New research reveals that while many modern people choose to eat vegetarian or vegan fare, our predecessors likely mostly consumed meat and only began to diversify their diets to include more vegetables around the end of the Stone Age. According to a recent research that was published in the American Journal of Physical Anthropology, multiple species of the Homo lineage engaged in “hypercarnivory” during the approximately 2 million years that humans were the top predators.
The location of ancient humans in the food chain, or their trophic level, is difficult to ascertain since we cannot directly see their feeding habits. Therefore, the majority of attempts to do so have concentrated on contemporary hunter-gatherer societies, presuming that the traditions of such civilizations mirror those of early humans.
However, as the authors of this most recent study point out, such comparisons are quite problematic since throughout time, people would unavoidably have been driven to adjust their preferences for hunting and gathering due to changes in the biological landscape. For instance, a significant change in human diets was brought about by the extinction of megafauna like mammoths and other huge animals.
In order to identify the trophic level of our predecessors during the Pleistocene, which began 2.5 million years ago and ended around the period of the agricultural revolution, or 11,000 years ago, researchers tried to recreate the food of ancient people.
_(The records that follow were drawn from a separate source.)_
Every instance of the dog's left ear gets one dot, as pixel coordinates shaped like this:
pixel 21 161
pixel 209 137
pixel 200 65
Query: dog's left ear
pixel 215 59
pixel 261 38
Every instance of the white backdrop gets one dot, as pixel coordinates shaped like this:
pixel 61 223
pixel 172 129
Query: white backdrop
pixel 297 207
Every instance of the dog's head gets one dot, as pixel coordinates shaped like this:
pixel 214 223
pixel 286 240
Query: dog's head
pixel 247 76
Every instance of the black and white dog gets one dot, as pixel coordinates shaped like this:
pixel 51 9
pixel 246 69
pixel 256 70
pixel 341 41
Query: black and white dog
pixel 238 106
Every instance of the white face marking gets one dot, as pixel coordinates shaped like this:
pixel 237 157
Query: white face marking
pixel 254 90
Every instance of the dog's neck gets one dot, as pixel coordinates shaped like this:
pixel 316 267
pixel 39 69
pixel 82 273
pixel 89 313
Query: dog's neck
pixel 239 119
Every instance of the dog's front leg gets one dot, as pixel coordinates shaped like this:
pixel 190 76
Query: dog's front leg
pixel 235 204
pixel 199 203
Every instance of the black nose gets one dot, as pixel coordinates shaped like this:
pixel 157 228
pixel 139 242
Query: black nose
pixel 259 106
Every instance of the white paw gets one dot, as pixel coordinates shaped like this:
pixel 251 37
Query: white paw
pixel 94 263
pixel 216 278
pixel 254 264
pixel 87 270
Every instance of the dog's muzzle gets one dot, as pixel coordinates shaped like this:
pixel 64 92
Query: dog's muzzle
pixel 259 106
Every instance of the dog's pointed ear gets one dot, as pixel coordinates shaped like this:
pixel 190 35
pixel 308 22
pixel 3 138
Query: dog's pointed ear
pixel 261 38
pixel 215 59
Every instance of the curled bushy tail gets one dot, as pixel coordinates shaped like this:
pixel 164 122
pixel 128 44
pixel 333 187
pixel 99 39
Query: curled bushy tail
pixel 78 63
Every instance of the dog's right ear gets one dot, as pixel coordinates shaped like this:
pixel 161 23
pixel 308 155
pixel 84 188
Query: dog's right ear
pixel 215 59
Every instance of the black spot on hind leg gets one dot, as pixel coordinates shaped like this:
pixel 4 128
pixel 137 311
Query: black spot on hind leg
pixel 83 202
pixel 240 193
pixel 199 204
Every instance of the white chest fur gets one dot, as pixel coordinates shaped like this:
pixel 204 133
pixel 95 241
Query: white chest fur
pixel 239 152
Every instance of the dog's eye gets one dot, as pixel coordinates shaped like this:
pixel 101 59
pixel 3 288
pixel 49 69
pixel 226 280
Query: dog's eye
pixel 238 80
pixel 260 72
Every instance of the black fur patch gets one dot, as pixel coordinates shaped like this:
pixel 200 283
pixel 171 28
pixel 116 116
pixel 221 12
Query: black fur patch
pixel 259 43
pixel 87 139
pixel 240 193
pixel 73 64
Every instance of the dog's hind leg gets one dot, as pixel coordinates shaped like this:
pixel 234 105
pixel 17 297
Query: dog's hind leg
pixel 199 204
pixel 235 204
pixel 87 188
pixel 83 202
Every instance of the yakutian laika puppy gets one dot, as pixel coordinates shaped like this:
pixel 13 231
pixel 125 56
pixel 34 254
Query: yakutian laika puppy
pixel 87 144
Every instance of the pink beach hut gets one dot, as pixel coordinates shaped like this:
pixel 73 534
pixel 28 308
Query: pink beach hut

To ascertain whether early humans were specialist carnivores or more general omnivores, the team used a multidisciplinary method to review over 400 scientific research in fields including genetics, metabolism, morphology, archaeology, and paleontology.
25 different sources of evidence were uncovered throughout their inquiry, and they all point to our ancestors being hypercarnivores. For instance, carnivorous animals have characteristically acidic stomachs because this guarantees that any infections hiding in meat are destroyed. Our predecessors were well equipped to eat the meat of huge animals they hunted, which would have nourished a community for days or even weeks and would have consequently been full of germs. This is shown by the fact that modern humans’ stomachs are more acidic than other carnivores’.
This is supported by the observation that a number of ancient hominids had morphological adaptations for hunting megafauna. For instance, Homo erectus had shoulders that were perfect for hurling spears but unsuited for climbing trees, indicating that the species likely consumed more meat than vegetation.
Additionally, human genome expression of genes that aid in the digestion of plant acids and starch did not become widespread until late in the Pleistocene. This shows that there was no evolutionary pressure to adapt to a plant-based diet while hunting was successful, claim the study’s authors. Nevertheless, when animal resources became more rare, populations of people that ingested more plants had greater survival rates.
The researchers claim that this late shift to a more omnivorous diet served as the impetus for the development of agriculture, which changed the sorts of stone tools employed by prehistoric people. According to their analysis of the archaeological data, implements used in processing plants first appear only about 40,000 years ago and then become more prevalent around the time of the agricultural revolution. The majority of tools used up to this point were made for hunting, and the same kinds of artifacts were discovered in all human-inhabited regions.
Miki Ben-Dor, the study’s lead author, said in a statement that “archaeological data does not neglect the fact that stone-age humans also ingested plants.” However, the results of this study show that plants didn’t really start to dominate the human diet until the very end of the period.